She made that up, she said, because she did not want to see his body.
She did not find out until two days after the shooting that Trayvon had died, she said. She also said that when the phone went dead, she thought Trayvon had gotten into a fight and that his father had likely come to his rescue.
Zimmerman, a 29-year-old former Neighborhood Watch volunteer, is accused of profiling, following, confronting and murdering Trayvon, who was 17 and unarmed.
Zimmerman says he acted in self-defense after the Miami Gardens teenager attacked him Feb. 26, 2012, in a gated Sanford townhome community. He is charged with second-degree murder.
Other witnesses
Jeantel's testimony capped a rocky day for prosecutors.
Early in the day, they called two neighbor eyewitnesses who heard and saw part of the confrontation between Trayvon and Zimmerman the night of the shooting.
If jurors wanted clarity from them, they did not get it.
By the time they stepped down from the witness stand, both had been damaged.
The first was Jayne Surdyka, a former Olympic-caliber marathoner. Just minutes before the shooting, she heard someone make two desperate cries for help — the second she described as a "yelp."
She is convinced, she said, that the second voice was Trayvon's.
"Someone sounded very angry, very agitated," she said. The other person spoke with "a lighter, softer, higher-pitched voice."
She also reported seeing two figures on the ground fighting or wrestling.
But her account does not mesh with other evidence on three key points.
She testified that Trayvon was on the bottom, facedown when Zimmerman shot him. But Trayvon was shot at near-point-blank range in the chest — not the back.
Surdyka said she heard three gunshots. There was one.
She also got their clothing confused, saying the figure wearing black clothing survived, and she saw him stand up and walk around after the shooting.
Trayvon was wearing a charcoal-colored hoodie, Zimmerman a red jacket.
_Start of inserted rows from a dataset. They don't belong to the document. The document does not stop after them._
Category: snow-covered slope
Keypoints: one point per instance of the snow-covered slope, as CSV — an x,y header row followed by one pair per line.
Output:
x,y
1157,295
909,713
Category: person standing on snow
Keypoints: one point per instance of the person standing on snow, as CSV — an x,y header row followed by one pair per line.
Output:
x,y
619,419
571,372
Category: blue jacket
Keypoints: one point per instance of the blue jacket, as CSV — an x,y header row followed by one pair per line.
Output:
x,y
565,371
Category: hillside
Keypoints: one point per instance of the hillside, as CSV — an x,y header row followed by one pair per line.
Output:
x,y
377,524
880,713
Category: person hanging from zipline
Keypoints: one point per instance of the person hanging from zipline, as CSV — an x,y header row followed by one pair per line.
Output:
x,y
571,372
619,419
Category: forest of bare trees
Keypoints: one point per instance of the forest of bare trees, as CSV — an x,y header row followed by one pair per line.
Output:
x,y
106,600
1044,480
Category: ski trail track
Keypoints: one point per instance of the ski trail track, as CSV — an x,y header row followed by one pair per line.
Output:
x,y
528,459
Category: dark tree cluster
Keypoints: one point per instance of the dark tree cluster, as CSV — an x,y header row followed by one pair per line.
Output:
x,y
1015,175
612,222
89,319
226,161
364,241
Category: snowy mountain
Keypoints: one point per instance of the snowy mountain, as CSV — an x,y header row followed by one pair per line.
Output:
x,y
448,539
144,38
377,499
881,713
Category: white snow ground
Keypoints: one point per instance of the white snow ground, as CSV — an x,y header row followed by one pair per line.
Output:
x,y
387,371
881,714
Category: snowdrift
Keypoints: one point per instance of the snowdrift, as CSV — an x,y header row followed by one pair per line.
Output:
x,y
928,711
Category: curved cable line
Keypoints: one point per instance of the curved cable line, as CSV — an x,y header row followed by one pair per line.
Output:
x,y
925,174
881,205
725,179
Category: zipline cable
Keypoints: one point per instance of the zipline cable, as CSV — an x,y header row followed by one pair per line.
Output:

The second neighbor, Jeannee Manalo, also had credibility problems. She testified that she heard "a howling sound," looked out a glass door and saw two figures on the ground fighting.
The one on top was moving his hands "like he's hitting him," she said.
"That's when my husband told me to sit down and mind my own business," she said.
A few seconds later, she heard a shot, she said.
When she was interviewed immediately after the shooting, she told police she could not tell who was on top, but a few weeks later, after seeing photos of Trayvon on television, she told investigators that she was convinced it was Zimmerman because he is bigger.
On Wednesday, that was her testimony again until defense attorney Mark O'Mara pointed out that the photos of Trayvon on which she had relied showed him at about age 10 to 12.
"You're not sure as you sit here today who was where in the altercation?" O'Mara asked.
"No," she answered.
Also Wednesday, jurors listened as prosecutors played recordings of five calls Zimmerman made to police dispatchers in the months before the shooting.
In four he was reporting suspicious people. In each of those cases, the subject was black.